RE: https://mstdn.ca/@drikanis/116107120926277506

I'd like to comment on the common "AI is just a tool" thing: I'm a woodworker by training & that means a lot of machines - but almost every craftsperson knows how to do their job with hand tools, or "lesser" machines.

Similarly, a writer can write without a text editor - just as well, only slower.

If loss of a tool = loss of your skill & knowledge, then that tool isn't an asset, it's a liability. You're signing over your ability to do business to whoever sells & maintains that tool.

#AI

@jwcph Funnily enough I wanted to kind of challenge you with saying that it's unlikely a programmer would be able to write a complex program "by hand" (using assembly) but... a sufficiently motivated programmer probably could. It would be an absolutely miserable experience, you'd have to invent a lot from the first principles, but in the end it's all system calls and the documentation is out there.

@art_codesmith

The point was, that vibe coders can't "code" at all without AI. And pre-AI, people already wrote software. So ... What was your point again?

@jwcph

@fedithom @jwcph My point is that you can apply similar logic to compilers and programming languages. If you’re proficient at making web apps in Python, you maybe *could* make one in assembly, but it would take a lot of time and effort and, as I said, would probably not be a good experience.
@art_codesmith @fedithom @jwcph this is an interesting point and maybe reflective of why llm adoption has been somewhat less controversial among programmers than writers (or woodworkers); the vast majority of programmers already had a near-total dependence on tools, so another level of abstraction is less of a bridge too far

@disconcision @art_codesmith

But can we keep the distinction between using something as a tool and using something as the only means to get any work done? @jwcph

@fedithom @art_codesmith @jwcph agreed that this seems like a meaningful distinction; im saying that for the vast majority of programmers, compilers fall into the category of 'things without which its not possible to get any work done'. writing any machine code at all is a fairly rare skill, and developing non-trivial applications using it is almost non-existent outside of certain specialized sub-domains. this seems to make programming unlike many other arts/crafts, where its the other way around (only certain specific sub-domains basically require specialized tools; many others are doable by hand by most practitioners)
@fedithom @art_codesmith @jwcph (nb i don't really know how relatively true this is for other crafts in general as opposed to programming. i would assume that somewhat adept at digital painting is probably also decent at hand sketching, but also that many/most painters couldn't make their own paints or brushes. so it likely depends on what part of the skill one considers incidental versus essential)

@art_codesmith @jwcph @fedithom
1. I think it is safe to say that competent #software engineers know their tools and an early step in any non-trivial project is to gather tools or write new ones if needed.

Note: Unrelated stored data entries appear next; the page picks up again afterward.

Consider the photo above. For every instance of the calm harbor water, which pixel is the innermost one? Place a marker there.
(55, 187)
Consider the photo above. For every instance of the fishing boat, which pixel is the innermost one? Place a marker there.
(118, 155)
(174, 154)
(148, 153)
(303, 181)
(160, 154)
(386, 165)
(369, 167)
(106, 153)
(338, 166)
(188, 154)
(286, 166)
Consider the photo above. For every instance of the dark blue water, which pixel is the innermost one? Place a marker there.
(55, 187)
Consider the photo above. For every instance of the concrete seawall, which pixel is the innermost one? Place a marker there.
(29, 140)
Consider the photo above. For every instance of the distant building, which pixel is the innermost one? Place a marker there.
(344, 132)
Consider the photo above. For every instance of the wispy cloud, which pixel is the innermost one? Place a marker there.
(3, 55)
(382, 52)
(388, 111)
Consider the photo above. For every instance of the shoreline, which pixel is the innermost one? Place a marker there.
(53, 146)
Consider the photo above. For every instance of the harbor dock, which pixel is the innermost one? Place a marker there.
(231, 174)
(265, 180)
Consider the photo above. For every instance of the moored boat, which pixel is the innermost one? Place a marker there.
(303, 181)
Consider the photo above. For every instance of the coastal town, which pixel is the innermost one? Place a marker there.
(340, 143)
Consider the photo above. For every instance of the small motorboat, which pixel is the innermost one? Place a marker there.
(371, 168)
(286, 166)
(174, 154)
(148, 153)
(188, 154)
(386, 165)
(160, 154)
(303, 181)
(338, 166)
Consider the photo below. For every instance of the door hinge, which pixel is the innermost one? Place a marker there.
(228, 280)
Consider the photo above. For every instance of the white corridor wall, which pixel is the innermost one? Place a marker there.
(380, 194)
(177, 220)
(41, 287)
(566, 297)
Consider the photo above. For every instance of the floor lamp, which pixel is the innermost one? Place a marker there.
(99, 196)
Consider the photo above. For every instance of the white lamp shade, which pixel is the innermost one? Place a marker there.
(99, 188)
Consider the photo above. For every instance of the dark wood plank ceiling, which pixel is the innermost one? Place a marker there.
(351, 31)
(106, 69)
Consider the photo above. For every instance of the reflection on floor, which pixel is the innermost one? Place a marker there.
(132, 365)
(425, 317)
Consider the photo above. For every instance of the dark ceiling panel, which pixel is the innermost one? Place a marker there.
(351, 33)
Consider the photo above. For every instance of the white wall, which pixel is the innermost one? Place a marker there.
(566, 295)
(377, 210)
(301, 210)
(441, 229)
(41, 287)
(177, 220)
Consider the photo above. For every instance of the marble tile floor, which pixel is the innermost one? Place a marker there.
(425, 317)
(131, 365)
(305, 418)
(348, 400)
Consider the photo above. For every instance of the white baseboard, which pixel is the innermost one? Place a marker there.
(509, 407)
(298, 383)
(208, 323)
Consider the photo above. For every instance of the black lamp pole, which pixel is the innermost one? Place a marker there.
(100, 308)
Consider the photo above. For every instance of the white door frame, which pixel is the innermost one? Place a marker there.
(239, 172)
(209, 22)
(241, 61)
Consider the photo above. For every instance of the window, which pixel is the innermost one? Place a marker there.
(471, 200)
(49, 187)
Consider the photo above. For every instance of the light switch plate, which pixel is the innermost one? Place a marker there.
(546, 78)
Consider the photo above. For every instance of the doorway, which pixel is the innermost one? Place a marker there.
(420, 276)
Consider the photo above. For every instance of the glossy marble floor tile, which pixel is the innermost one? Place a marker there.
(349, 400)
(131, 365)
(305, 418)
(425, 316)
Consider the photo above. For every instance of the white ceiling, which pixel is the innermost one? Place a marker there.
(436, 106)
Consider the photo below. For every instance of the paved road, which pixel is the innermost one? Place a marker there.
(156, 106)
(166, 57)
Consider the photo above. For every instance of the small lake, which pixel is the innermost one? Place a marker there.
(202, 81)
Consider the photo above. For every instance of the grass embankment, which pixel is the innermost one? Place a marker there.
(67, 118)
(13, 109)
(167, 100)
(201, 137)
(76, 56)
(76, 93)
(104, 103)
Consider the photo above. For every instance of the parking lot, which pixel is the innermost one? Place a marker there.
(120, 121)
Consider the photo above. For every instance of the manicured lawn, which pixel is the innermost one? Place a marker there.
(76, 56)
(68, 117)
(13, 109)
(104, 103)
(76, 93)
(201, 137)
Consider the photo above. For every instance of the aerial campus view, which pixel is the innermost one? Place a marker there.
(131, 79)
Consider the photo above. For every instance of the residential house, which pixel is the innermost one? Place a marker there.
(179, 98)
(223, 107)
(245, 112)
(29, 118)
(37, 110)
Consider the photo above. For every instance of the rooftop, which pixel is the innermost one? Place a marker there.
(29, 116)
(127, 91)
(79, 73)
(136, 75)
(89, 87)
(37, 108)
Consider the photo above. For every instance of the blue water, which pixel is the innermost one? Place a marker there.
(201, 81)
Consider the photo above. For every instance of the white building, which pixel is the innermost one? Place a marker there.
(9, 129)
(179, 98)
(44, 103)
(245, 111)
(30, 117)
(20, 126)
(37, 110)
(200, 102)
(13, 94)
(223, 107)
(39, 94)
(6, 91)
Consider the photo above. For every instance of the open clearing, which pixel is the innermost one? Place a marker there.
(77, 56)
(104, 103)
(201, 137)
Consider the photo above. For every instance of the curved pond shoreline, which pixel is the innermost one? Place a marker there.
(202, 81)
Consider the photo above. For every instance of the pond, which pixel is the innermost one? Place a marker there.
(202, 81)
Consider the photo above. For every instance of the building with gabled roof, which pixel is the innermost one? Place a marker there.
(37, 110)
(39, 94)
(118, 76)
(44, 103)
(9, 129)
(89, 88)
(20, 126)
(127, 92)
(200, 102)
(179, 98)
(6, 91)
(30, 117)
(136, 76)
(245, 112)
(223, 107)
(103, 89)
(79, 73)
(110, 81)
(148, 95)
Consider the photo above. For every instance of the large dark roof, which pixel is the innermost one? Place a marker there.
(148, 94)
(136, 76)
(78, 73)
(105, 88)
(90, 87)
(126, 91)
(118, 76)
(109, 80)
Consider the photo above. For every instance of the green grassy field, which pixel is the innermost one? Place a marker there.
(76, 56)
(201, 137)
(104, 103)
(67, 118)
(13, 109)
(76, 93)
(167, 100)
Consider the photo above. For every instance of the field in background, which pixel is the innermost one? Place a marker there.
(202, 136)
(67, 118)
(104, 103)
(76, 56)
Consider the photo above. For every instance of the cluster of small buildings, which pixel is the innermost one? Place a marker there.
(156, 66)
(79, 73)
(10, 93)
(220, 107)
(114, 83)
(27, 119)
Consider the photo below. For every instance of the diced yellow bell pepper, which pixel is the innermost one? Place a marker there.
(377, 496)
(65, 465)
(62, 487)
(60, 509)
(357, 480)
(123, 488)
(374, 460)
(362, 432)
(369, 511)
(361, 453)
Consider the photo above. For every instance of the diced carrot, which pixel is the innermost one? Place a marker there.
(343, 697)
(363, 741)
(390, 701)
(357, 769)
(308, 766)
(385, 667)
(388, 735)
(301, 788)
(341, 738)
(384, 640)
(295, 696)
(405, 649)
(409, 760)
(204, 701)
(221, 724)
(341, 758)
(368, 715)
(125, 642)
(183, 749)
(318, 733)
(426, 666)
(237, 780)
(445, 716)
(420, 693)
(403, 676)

But we don’t (and cannot) write all of them from scratch because it is too much to keep in our heads AND there are smarter people out there who’ve already done the work. We can do what we do only by leveraging the work of others.

2. A tool created by automatic programming is just as useful as one created by a human. If you trust it to work in your use case then an AI-created tool is no different.

3. The question to be answered is the same for any software tool: Why do I trust it? If you are super-rigorous then you will want to use a formal logic-checking tool to prove the software is correct. That’s really hard and computationally intractable for non-trivial software.

4. ALL software contains residual errors, but our ways of justifying trust in software are incomplete and involve some kind of inductive leap that in the best case leaves you with a quantifiable idea of the risk of failure.

#AI is just software. Do with it what you do with any other software.

@art_codesmith @[email protected] @jwcph

"If you're not mining and refining the materials and building the chips..."

You're conflating different scenarios to the point of absurdity.

@ricardoharvin @jwcph Maybe? I don't know. It was defnitely not my intention.
Maybe I've read too deep into this but, for me, writing in assembly is the best analogy for woodworking with manual tools.
Using a high-level language would be like working with well-developed power tools.
(Using AI... well, the advocates think that it's like working with a super-fancy programmable machine but the motors are busted and the tolerances are between "frick" and "all".)